The power of these statements comes from their simplicity, and their direct appeal to the experience of the everyman. The danger in these statements comes from their simplistic view of economics, and their direct appeal to the lack of economic experience by the everyman. Folks that work for a living, raise kids, and try to have a life, have little time to learn the (boring) fundamentals of economics. Folks that earn their livings off the back of the everyman have made a habit over the last thirty years of abusing this knowledge gap. It is high time the gap was closed.

It may not be common sense, but basic fiscal policy isn’t terribly difficult to follow when (honestly) using your personal situation as a guide. For example, what is the principal on your mortgage? If you are middle of the pack, the value is about $165,000, and you pay more than $900 per month servicing the note. If you and your significant other are middle of the pack income-wise, your household take-home pay is around $4,000 per month (note that roughly half of the nation’s households will fall above these numbers, and half below.) If you had no other debts (student loans, credit card, medical installment payments, revolving charges, auto loans), and you were a country, you would be spending about 23% of your GDP servicing your debt. If you were that country, your debt to GDP ratio would be north of 250%.
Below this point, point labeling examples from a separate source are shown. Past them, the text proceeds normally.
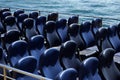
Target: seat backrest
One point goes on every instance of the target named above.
(20, 20)
(114, 38)
(40, 25)
(62, 29)
(96, 24)
(16, 51)
(5, 14)
(9, 37)
(91, 68)
(37, 47)
(87, 34)
(51, 35)
(30, 31)
(18, 12)
(102, 38)
(49, 63)
(52, 17)
(73, 19)
(3, 10)
(34, 15)
(68, 57)
(74, 35)
(25, 65)
(10, 23)
(68, 74)
(107, 65)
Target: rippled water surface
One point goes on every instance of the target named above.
(102, 8)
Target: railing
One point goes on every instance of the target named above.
(5, 68)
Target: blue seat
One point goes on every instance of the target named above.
(87, 34)
(16, 51)
(52, 37)
(68, 74)
(20, 20)
(68, 56)
(10, 23)
(73, 19)
(30, 31)
(107, 65)
(114, 38)
(3, 10)
(96, 24)
(18, 12)
(9, 37)
(5, 14)
(62, 29)
(40, 25)
(37, 47)
(74, 35)
(102, 38)
(25, 65)
(34, 15)
(91, 65)
(52, 17)
(49, 63)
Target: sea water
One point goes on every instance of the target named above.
(101, 8)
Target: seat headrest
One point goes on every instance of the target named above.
(112, 30)
(102, 33)
(107, 56)
(53, 16)
(97, 22)
(91, 64)
(34, 15)
(41, 19)
(1, 53)
(11, 36)
(37, 41)
(61, 23)
(68, 74)
(28, 23)
(4, 10)
(18, 47)
(74, 29)
(10, 20)
(50, 26)
(49, 57)
(73, 19)
(5, 14)
(21, 17)
(25, 64)
(17, 12)
(86, 26)
(68, 48)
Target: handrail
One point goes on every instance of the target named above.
(39, 77)
(70, 14)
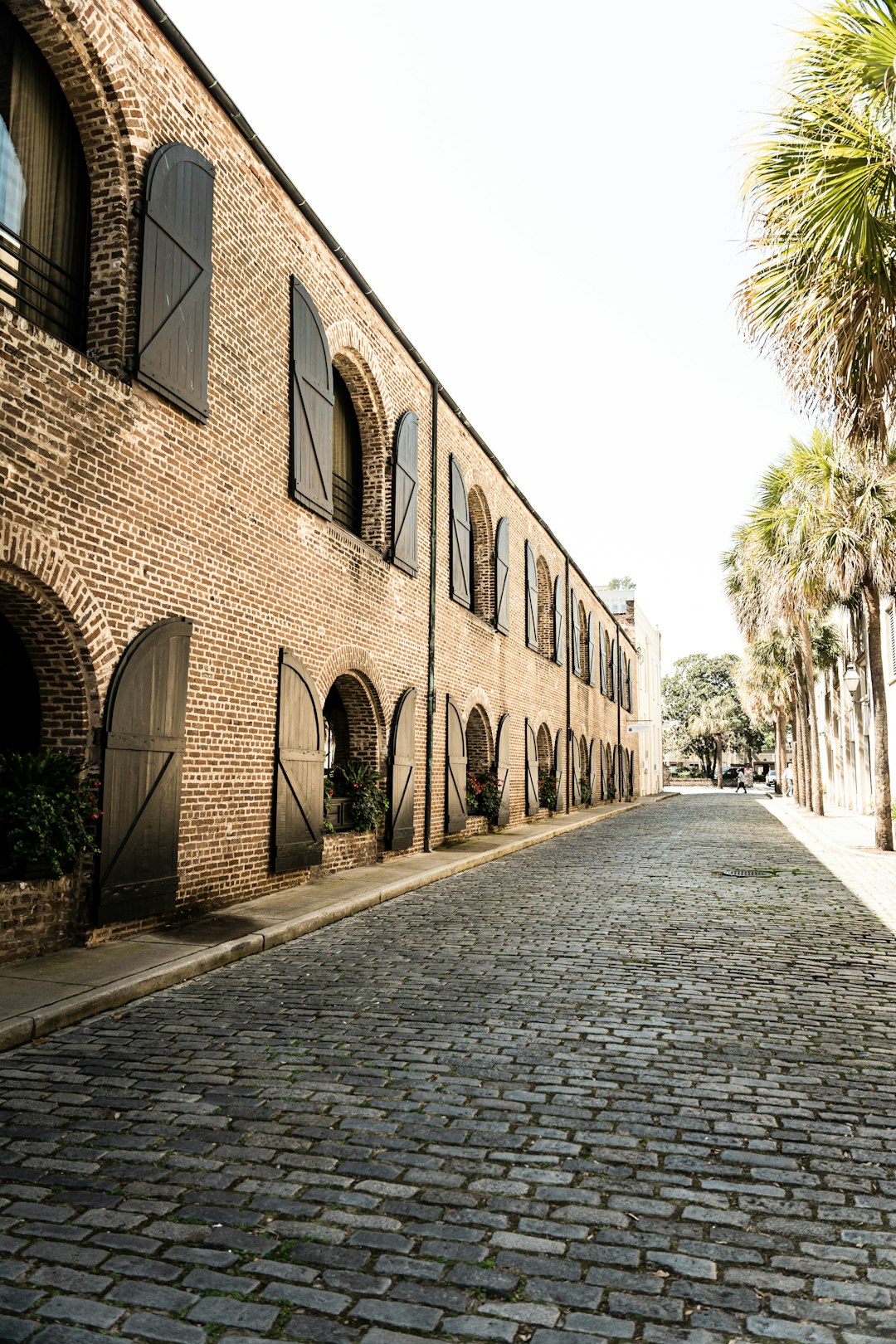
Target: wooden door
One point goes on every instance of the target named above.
(299, 772)
(143, 761)
(402, 767)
For 2011, the United States’ debt to GDP ratio will be right at (if not a hair under) 100%, and our nation will have spent less than 2% of GDP servicing that debt (about $240 billion). Even if you abandoned GDP as a measuring stick, and went with tax receipts, the annual debt service of this country (what we pay in interest) is less than 10% of what we take in tax revenues. Folks, we aren’t talking about political ideology, talking points, spin, or campaign rhetoric…these are the numbers.
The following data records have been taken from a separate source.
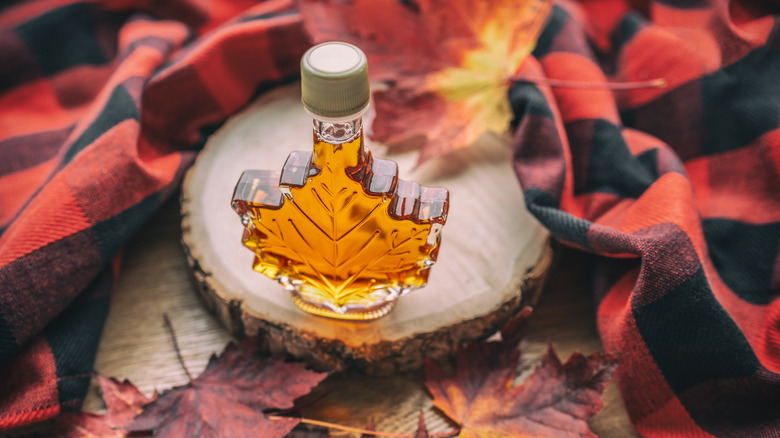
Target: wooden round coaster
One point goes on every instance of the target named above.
(492, 261)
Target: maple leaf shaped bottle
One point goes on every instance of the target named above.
(336, 226)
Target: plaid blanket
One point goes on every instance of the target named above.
(675, 191)
(102, 107)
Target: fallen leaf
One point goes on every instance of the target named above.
(422, 431)
(449, 63)
(229, 397)
(556, 400)
(123, 402)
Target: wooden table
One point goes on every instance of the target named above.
(155, 280)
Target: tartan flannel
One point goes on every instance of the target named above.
(676, 191)
(102, 108)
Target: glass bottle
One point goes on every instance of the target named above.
(336, 226)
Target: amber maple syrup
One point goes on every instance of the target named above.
(338, 228)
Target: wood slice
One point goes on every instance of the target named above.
(492, 261)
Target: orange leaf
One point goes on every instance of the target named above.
(449, 63)
(123, 402)
(557, 400)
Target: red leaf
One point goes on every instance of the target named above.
(422, 431)
(449, 62)
(229, 398)
(557, 400)
(123, 402)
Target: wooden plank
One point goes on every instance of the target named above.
(493, 256)
(154, 280)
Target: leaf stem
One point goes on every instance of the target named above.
(176, 348)
(616, 86)
(362, 431)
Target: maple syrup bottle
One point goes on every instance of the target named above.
(336, 226)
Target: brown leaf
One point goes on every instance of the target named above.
(229, 398)
(555, 401)
(422, 431)
(449, 62)
(123, 402)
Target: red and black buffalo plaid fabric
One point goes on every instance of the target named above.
(103, 105)
(675, 190)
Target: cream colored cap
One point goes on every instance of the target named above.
(334, 80)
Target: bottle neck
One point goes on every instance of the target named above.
(339, 143)
(338, 132)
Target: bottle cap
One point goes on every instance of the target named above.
(334, 80)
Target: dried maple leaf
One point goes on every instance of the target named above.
(555, 401)
(229, 397)
(123, 402)
(421, 432)
(450, 62)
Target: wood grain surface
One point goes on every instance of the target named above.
(155, 280)
(477, 283)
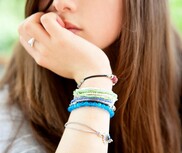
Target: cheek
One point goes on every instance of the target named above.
(106, 31)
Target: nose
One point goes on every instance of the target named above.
(64, 5)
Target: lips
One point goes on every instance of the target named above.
(71, 27)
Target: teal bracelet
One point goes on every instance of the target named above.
(91, 104)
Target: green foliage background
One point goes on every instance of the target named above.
(12, 14)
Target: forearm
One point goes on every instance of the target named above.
(74, 141)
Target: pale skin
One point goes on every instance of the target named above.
(74, 54)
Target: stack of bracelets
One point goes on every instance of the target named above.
(93, 97)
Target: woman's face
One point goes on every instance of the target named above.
(97, 21)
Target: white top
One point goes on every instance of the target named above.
(14, 126)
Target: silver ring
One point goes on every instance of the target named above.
(31, 42)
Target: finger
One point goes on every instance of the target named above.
(53, 24)
(30, 50)
(32, 27)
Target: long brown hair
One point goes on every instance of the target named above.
(146, 58)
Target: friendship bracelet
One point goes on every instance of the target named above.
(105, 137)
(92, 104)
(112, 77)
(94, 99)
(94, 92)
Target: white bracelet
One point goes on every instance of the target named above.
(105, 137)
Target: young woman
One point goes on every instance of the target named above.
(65, 43)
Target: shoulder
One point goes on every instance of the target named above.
(15, 132)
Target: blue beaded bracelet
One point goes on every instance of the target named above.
(91, 104)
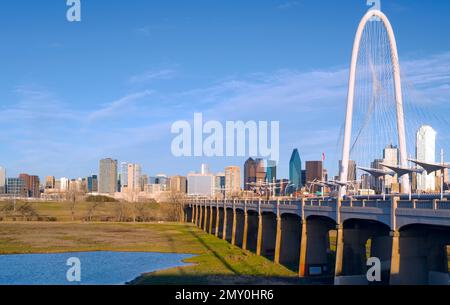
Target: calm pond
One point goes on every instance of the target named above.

What our democracy is telling us, via historic and current reporting of financial data, is that fiscal austerity is uncommon sense. The short terms challenge to fiscal stability is the jobs deficit, not the budget deficit. The jobs deficit means consumers have less money to buy the goods and services of businesses big and small. The jobs deficit and massive top-end tax cuts are the reasons revenues have fallen.
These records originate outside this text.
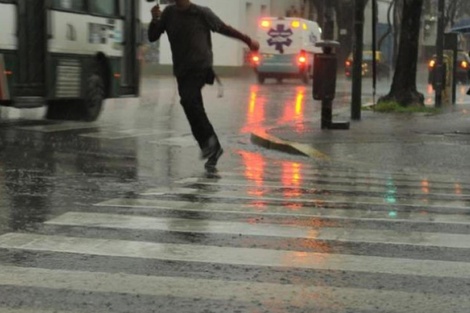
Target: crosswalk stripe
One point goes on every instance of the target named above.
(66, 126)
(235, 256)
(265, 294)
(123, 134)
(346, 175)
(278, 210)
(270, 230)
(31, 310)
(326, 186)
(462, 205)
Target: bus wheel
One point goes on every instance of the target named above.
(90, 107)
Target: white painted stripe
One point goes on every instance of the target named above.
(343, 172)
(234, 256)
(183, 141)
(65, 126)
(266, 294)
(30, 310)
(279, 210)
(116, 221)
(347, 177)
(317, 200)
(123, 134)
(328, 185)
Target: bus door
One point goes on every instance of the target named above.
(8, 46)
(130, 74)
(32, 49)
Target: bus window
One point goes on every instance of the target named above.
(68, 5)
(103, 7)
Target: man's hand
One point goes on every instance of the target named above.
(254, 45)
(156, 13)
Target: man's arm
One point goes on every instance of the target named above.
(229, 31)
(156, 27)
(217, 25)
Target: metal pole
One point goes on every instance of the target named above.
(356, 94)
(439, 71)
(374, 49)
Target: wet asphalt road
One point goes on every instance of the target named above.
(119, 215)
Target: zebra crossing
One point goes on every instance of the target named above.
(285, 237)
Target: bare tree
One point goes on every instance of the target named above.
(403, 89)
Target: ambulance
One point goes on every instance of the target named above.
(287, 46)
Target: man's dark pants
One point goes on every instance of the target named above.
(190, 90)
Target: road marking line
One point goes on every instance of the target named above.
(279, 210)
(268, 295)
(66, 126)
(123, 134)
(324, 186)
(119, 221)
(235, 256)
(318, 200)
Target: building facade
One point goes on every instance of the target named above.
(228, 53)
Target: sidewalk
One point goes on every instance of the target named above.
(437, 142)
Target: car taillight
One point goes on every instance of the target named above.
(265, 23)
(255, 59)
(302, 58)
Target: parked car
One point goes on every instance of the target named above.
(287, 48)
(462, 70)
(383, 69)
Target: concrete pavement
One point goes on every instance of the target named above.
(397, 140)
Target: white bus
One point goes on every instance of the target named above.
(68, 55)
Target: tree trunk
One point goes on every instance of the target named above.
(403, 88)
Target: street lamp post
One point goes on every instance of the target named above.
(357, 60)
(439, 71)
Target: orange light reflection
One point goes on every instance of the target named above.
(291, 180)
(255, 113)
(296, 112)
(254, 171)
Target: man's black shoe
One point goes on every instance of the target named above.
(211, 148)
(212, 161)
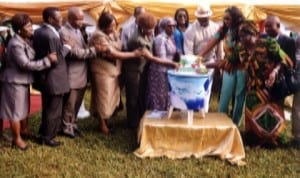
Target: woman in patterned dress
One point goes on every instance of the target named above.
(106, 68)
(165, 48)
(233, 81)
(262, 59)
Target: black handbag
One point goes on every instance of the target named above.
(293, 80)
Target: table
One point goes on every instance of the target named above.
(215, 134)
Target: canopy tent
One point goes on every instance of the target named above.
(288, 10)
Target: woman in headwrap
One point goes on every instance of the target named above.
(157, 97)
(233, 77)
(262, 59)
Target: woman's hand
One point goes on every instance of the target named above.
(146, 53)
(52, 57)
(272, 76)
(100, 48)
(175, 65)
(138, 53)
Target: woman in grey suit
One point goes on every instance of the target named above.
(17, 76)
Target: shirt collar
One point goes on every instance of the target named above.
(53, 29)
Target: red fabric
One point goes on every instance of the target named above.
(35, 106)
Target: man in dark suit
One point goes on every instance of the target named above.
(287, 44)
(53, 82)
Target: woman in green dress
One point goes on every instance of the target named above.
(262, 59)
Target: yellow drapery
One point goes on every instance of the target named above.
(174, 138)
(122, 9)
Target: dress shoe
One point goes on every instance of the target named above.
(77, 133)
(296, 144)
(69, 135)
(14, 145)
(29, 136)
(66, 134)
(50, 143)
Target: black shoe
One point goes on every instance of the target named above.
(50, 143)
(15, 146)
(77, 133)
(66, 134)
(28, 136)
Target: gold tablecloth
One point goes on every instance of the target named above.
(213, 135)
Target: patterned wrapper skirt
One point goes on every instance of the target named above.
(157, 97)
(264, 117)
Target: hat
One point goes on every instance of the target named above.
(3, 28)
(203, 10)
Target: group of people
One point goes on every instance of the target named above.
(56, 59)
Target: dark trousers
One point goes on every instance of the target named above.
(51, 115)
(71, 105)
(135, 87)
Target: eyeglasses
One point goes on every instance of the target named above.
(171, 26)
(181, 16)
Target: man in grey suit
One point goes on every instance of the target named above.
(53, 82)
(77, 70)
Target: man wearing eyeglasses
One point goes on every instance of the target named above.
(197, 37)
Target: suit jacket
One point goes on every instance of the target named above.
(288, 45)
(76, 59)
(54, 80)
(19, 62)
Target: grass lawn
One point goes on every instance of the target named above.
(96, 155)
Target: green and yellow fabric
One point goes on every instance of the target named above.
(264, 116)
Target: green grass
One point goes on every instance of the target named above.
(96, 155)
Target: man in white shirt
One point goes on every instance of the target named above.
(196, 38)
(130, 26)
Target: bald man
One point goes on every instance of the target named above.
(287, 44)
(77, 70)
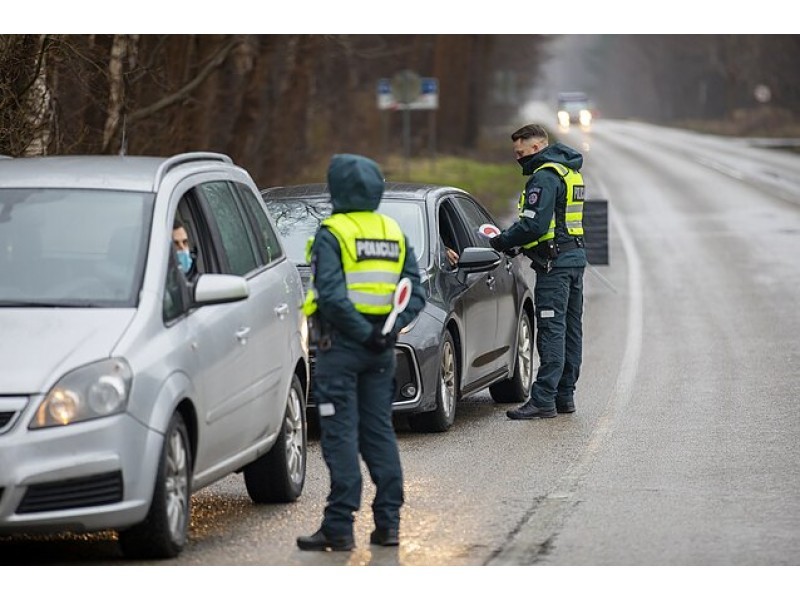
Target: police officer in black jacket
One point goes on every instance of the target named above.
(550, 233)
(357, 258)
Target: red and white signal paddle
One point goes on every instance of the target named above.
(489, 230)
(402, 294)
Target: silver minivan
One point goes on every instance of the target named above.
(134, 372)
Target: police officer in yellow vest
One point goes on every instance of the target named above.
(357, 258)
(550, 232)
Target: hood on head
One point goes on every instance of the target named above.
(355, 183)
(558, 152)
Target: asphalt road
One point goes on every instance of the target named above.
(685, 448)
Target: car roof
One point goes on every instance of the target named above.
(393, 190)
(135, 173)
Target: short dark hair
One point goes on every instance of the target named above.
(529, 131)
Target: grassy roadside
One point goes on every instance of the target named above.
(495, 185)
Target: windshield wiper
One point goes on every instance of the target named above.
(52, 304)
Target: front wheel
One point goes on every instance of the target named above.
(442, 417)
(164, 531)
(517, 389)
(279, 475)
When the Austerity Hawks invoke the phantom of common sense, they are trusting that you won’t actually look at the numbers. They are confident, when they scream about earmarks, that you won’t notice that stripping every earmark out of the budget would close less than 10% of the deficit. They are certain that, when they use a really big number for working class ears, like say $3 million, that you won’t notice that the number is actually a really small fraction of the budget, like say 0.0001% of the budget. They will scream about belt-tightening, and tell the world that spending is bad, when all of the historical data points to the opposite conclusion.

Spending, my friends, is a good thing. When this country, under the auspices of our democracy, spends money in this country, people go to work and businesses grow. Large deficit spending with a domestic focus pulled us out of the Depression (well before the onset of World War II), it pulled us out of the crippling recession of 1981-1982 (via the stateside focus of Reagan’s defense buildup), and via the Stimulus Law, the Great Recession. (Yes friends, the Stimulus worked, according to the majority of the work done on the question. Its principal drawback was that it was too small.) And it isn’t just the average homeowners and our entire country that appreciates the value and role of deficit spending. The corporate world understands the healthy role that debt capital plays, and generally accept debt to earnings ratios of 20% as positive figure; leverage is not something to run from if one is a corporate financial manager.

But too much leverage is, indeed, a bad thing. Trend is definitely a consideration, and budget deficits are on a dangerous trend…but why? Why is the first question that any business manager would ask, because fixing the why is the only way to fix the problem. In the case of the United States, the why’s are fairly simple: long term medical cost inflation, the systematic overvaluing of the dollar, and perverse construction in our free-trade agreements. Note please that welfare, the FAA, Planned Parenthood, NASA, and PBS are not drivers of long term deficits. That Social Security and Medicare have questionable futures is directly related to the realities of the first point; the absurd structure of our medical marketplace.

When real managers in real businesses use common sense to fix problems, they begin by honestly and accurately identifying the actual problems. They proceed to the common-sense step of fixing the actual problems. But when the Austerity Hawks talk of balancing the budget, tightening the belt, and practicing their version of fiscal responsibility, honesty and accuracy aren’t their concerns; the value and future performance of their bond portfolios, however, is right there next to their hearts. We have spent 30 years slowly rolling back the tax levels, union relations, and jobs policies that defined the golden age of this nation…has the rollback translated to a better life for you and yours? Answer the question this November.